We found a 7-fold increase in the incidence of placental abruption in those women with mild pregnancy-associated hypertension and abnormal laboratory values compared to those with mild pregnancy-associated hypertension and normal laboratory values which was not seen with increasing severity of pregnancy-associated hypertension. This observation may be because patients with abruption are more likely to have less severe blood pressure elevation as a result of the bleeding associated with abruption.

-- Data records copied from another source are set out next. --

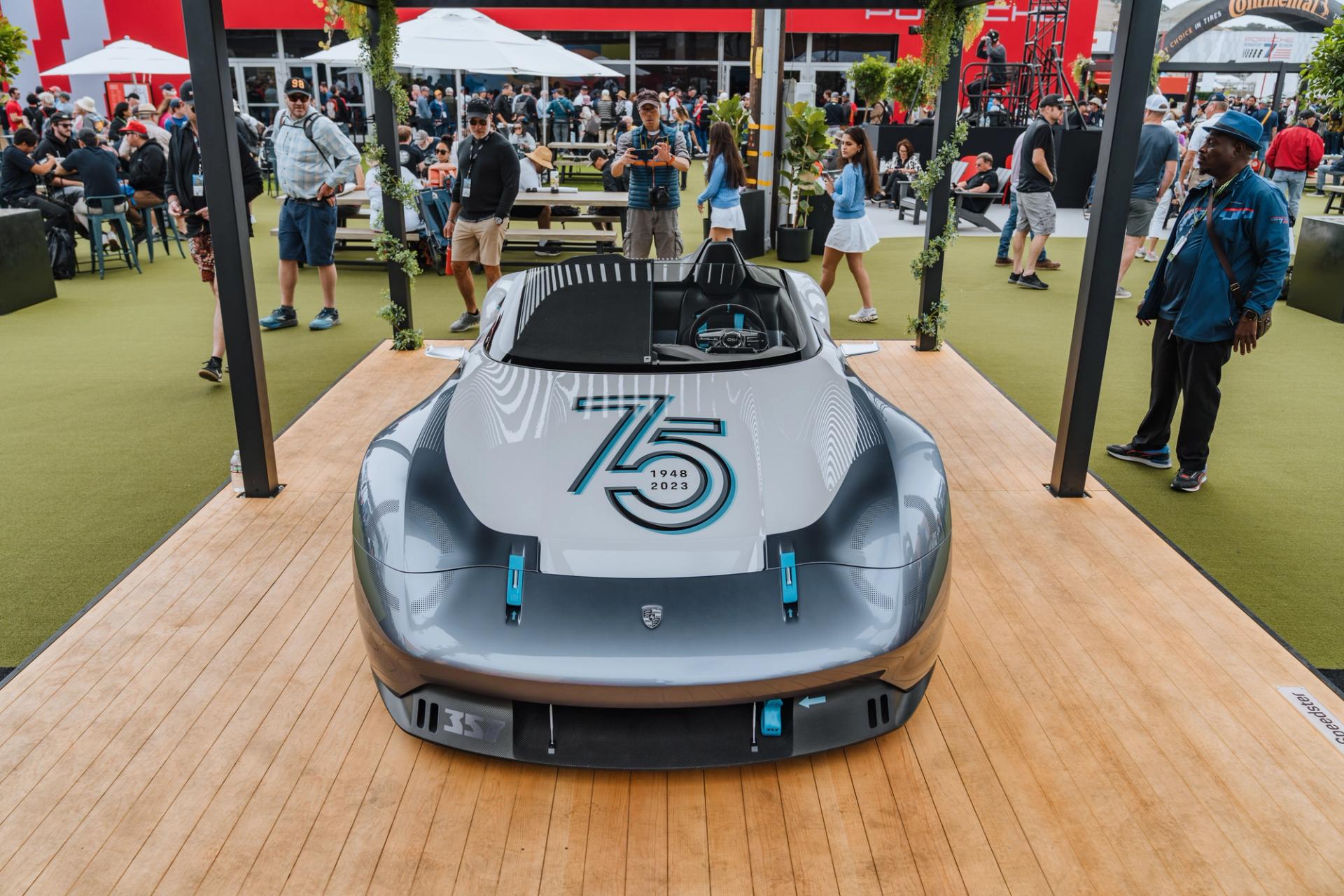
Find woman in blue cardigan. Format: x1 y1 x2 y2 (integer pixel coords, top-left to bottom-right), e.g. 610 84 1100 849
695 121 748 241
821 127 878 323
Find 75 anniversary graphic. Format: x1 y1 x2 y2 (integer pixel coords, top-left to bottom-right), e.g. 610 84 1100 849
570 395 735 535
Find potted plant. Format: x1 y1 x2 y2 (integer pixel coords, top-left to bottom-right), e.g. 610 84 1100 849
891 57 930 125
776 102 831 262
846 54 891 124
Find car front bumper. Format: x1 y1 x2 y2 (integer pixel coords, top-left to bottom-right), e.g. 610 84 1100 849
355 539 951 708
375 669 932 770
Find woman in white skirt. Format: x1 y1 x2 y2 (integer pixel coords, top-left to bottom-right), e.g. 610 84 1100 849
821 127 879 323
695 121 748 241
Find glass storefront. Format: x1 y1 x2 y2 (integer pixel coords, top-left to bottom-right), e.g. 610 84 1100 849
634 31 719 62
226 28 871 124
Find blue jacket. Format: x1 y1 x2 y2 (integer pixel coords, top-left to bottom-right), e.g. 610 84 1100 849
833 162 867 220
1134 165 1289 342
695 158 742 208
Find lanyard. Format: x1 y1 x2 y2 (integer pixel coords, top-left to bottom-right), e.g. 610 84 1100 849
462 134 491 180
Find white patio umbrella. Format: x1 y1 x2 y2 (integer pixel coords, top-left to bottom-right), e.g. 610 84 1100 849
42 38 191 78
305 9 620 78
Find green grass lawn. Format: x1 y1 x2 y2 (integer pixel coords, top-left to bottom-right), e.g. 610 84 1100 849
0 172 1344 677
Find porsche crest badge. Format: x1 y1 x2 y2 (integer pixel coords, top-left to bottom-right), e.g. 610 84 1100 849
640 603 663 629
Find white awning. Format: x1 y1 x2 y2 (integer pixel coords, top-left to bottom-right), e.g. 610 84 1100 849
42 38 191 78
305 9 622 78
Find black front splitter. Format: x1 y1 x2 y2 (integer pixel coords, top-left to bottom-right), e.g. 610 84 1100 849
374 669 932 770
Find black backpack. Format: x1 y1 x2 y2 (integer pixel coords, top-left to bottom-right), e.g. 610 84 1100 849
47 227 76 279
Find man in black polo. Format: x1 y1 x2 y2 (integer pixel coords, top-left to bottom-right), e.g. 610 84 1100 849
966 28 1008 115
0 127 70 230
444 99 519 333
32 111 83 204
1008 94 1065 289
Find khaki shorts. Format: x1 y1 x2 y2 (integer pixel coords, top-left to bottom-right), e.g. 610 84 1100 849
453 218 508 267
1016 191 1055 237
1125 196 1157 237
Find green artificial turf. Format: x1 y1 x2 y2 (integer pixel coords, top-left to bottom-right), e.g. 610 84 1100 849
0 174 1344 668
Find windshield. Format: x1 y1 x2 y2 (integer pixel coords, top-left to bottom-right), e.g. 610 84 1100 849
500 257 820 371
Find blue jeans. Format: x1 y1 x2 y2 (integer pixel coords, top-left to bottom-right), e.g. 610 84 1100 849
1273 168 1306 220
999 190 1046 262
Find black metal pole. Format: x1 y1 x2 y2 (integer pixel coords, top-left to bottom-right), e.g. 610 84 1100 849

Traditionally, a diagnosis of preeclampsia is made in the setting of new-onset hypertension after 20 weeks of gestation associated with proteinuria (1,3). The literature suggests that laboratory abnormalities (HELLP syndrome) may occur in the absence of proteinuria in approximately 10–15% of women (13,17). Therefore, proteinuria was not required or used to define the category of pregnancy-associated hypertension. This is consistent with the recent guidelines released from the ACOG task force in that proteinuria is no longer required to make a diagnosis of preeclampsia if other systemic findings are present (18).
In this secondary analysis, we used the terminology of pregnancy-associated hypertension to coincide with that of the primary trial. However, the defined BP categories can be extrapolated to the new ACOG classification of hypertensive disorders in pregnancy (18). Category I (mild pregnancy-associated hypertension alone) corresponds to BP in the setting of either gestational hypertension or preeclampsia with non-severe features; Category II (mild pregnancy-associated hypertension + abnormal laboratory values) corresponds to a subgroup of preeclampsia with severe features regardless of proteinuria given the abnormal laboratory values. Category III (severe hypertension or any BP elevation associated with severe clinical signs with normal laboratory values) corresponds to either preeclampsia with severe features or severe gestational hypertension. Category IV (severe hypertension or any BP elevation associated with severe clinical signs with laboratory abnormalities) also corresponds to a subgroup of preeclampsia with severe features given abnormal laboratory values.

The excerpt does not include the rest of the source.